3 Define a NetworkQoS Policy

File: nqos.yaml

apiVersion: k8s.ovn.org/v1alpha1
kind: NetworkQoS
metadata:
  name: qos-external
  namespace: default
spec:
  networkSelectors:
  - networkSelectionType: NetworkAttachmentDefinitions
    networkAttachmentDefinitionSelector:
      namespaceSelector: {}  # any namespace
      networkSelector:
        matchLabels:
          nad-type: ovn-kubernetes-nqos
  podSelector:
    matchLabels:
      nqos-app: bw-limited
  priority: 10              # higher value wins in a tie-break
  egress:
  - dscp: 20               
    bandwidth:
      burst: 100            # kilobits
      rate: 20000           # kbps
    classifier:
      to:
      - ipBlock:
          cidr: 0.0.0.0/0
          except:
          - 10.11.12.13/32
          - 172.16.0.0/12
          - 192.168.0.0/16
A full CRD template lives here.

The egress field is a list, allowing you to define multiple markings and bandwidth limits based on different classifiers.

Note that this configuration will apply to the NAD of pods based on the network selector, and only on pods that have the label nqos-app: bw-limited.

$ kubectl create -f nad.yaml && \
  kubectl create -f nqos.yaml

networkattachmentdefinition.k8s.cni.cncf.io/ovn-stream created
networkqos.k8s.ovn.org/qos-external created
At this point, the output from kubectl get networkqoses will look like this:

$ kubectl api-resources -owide | head -1 ; \
  kubectl api-resources -owide | grep NetworkQoS
NAME                                SHORTNAMES         APIVERSION                          NAMESPACED   KIND                               VERBS                                                        CATEGORIES
networkqoses                                           k8s.ovn.org/v1alpha1                true         NetworkQoS                         delete,deletecollection,get,list,patch,create,update,watch

$ kubectl get networkqoses qos-external -n default -owide
NAME           STATUS
qos-external   NetworkQoS Destinations applied

4 Create Sample Pods and Verify the Configuration

4.1 Launch Test Pods

To test this, let's create a pod using a helper function that allows us to add labels to it.

File: create_pod.source

create_pod() {
    local pod_name=${1:-pod0}
    local node_name=${2:-ovn-worker}
    local extra_labels=${3:-}

    NAMESPACE=$(kubectl config view --minify --output 'jsonpath={..namespace}')
    NAMESPACE=${NAMESPACE:-default}

    if ! kubectl get pod "$pod_name" -n "$NAMESPACE" &>/dev/null; then
        echo "Creating pod $pod_name in namespace $NAMESPACE..."

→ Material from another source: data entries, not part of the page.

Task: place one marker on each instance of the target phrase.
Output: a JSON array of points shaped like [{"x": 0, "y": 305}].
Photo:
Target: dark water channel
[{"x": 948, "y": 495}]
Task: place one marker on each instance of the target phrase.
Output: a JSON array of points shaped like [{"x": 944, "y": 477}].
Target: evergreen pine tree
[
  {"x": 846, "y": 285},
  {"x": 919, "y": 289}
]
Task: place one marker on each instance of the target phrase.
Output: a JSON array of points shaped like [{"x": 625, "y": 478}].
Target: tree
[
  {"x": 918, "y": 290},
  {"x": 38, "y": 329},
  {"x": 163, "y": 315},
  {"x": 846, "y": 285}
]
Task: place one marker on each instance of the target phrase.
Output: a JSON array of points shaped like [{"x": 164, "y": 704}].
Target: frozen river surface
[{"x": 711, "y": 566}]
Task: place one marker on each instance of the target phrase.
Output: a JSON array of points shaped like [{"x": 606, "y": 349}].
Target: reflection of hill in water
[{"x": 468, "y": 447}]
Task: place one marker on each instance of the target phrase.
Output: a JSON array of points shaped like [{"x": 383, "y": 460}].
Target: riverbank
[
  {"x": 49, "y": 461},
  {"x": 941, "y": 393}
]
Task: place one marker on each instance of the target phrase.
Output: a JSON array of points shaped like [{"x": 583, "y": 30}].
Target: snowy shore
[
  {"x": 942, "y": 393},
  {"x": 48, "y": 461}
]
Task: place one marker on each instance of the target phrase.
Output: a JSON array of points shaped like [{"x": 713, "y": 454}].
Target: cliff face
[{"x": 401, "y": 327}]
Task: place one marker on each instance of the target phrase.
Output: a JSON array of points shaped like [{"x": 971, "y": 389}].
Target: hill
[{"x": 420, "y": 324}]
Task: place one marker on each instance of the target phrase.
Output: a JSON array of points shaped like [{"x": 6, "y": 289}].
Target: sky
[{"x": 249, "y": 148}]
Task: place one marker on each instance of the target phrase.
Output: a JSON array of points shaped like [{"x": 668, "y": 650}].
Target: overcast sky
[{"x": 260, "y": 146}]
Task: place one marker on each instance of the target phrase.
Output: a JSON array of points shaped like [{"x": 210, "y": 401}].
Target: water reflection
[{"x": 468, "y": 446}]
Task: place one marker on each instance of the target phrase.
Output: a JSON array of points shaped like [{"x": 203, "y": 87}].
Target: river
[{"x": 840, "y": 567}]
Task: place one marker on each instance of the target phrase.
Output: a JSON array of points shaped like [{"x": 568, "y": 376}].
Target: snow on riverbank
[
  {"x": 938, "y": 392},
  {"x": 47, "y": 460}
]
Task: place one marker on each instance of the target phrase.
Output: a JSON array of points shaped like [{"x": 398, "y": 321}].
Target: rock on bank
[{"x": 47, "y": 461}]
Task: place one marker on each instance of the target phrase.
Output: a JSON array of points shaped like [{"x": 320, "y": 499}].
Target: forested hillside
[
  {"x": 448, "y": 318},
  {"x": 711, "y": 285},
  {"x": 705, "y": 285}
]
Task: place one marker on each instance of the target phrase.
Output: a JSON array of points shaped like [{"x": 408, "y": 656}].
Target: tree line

        # Prepare labels block
        labels_block="    name: $pod_name"
        if [[ -n "$extra_labels" ]]; then
            # Convert JSON string to YAML-compatible lines
            while IFS="=" read -r k v; do
                labels_block+="
    $k: $v"
            done < <(echo "$extra_labels" | jq -r 'to_entries|map("\(.key)=\(.value)")|.[]')
        fi

        # Generate the manifest
        cat <<EOF | kubectl apply -n "$NAMESPACE" -f -
apiVersion: v1
kind: Pod
metadata:
  name: $pod_name
  labels:
$labels_block
  annotations:
    k8s.v1.cni.cncf.io/networks: ovn-stream@eth1
spec:
  nodeSelector:
    kubernetes.io/hostname: $node_name
  containers:
  - name: $pod_name
    image: ghcr.io/nicolaka/netshoot:v0.13
    command: ["/bin/ash", "-c", "trap : TERM INT; sleep infinity & wait"]
EOF
    else
        echo "Pod $pod_name already exists."
    fi
}
$ create_pod pod0 && \
  create_pod pod1 ovn-worker '{"nqos-app":"bw-limited"}' && \
  create_pod pod2 ovn-worker2 '{"foo":"bar","nqos-app":"bw-limited"}' && \
  echo pods created

extract_pod_ip_from_annotation() {
    local pod_name="$1"
    local namespace="${2:-default}"
    local interface="${3:-eth1}"

    kubectl get pod "$pod_name" -n "$namespace" -o json |
        jq -r '.metadata.annotations["k8s.v1.cni.cncf.io/network-status"]' |
        jq -r --arg iface "$interface" '.[] | select(.interface == $iface) | .ips[0]'
}
NAMESPACE=$(kubectl config view --minify --output 'jsonpath={..namespace}') ; NAMESPACE=${NAMESPACE:-default}
DST_IP_POD0=$(extract_pod_ip_from_annotation pod0 $NAMESPACE eth1)
DST_IP_POD1=$(extract_pod_ip_from_annotation pod1 $NAMESPACE eth1)
DST_IP_POD2=$(extract_pod_ip_from_annotation pod2 $NAMESPACE eth1)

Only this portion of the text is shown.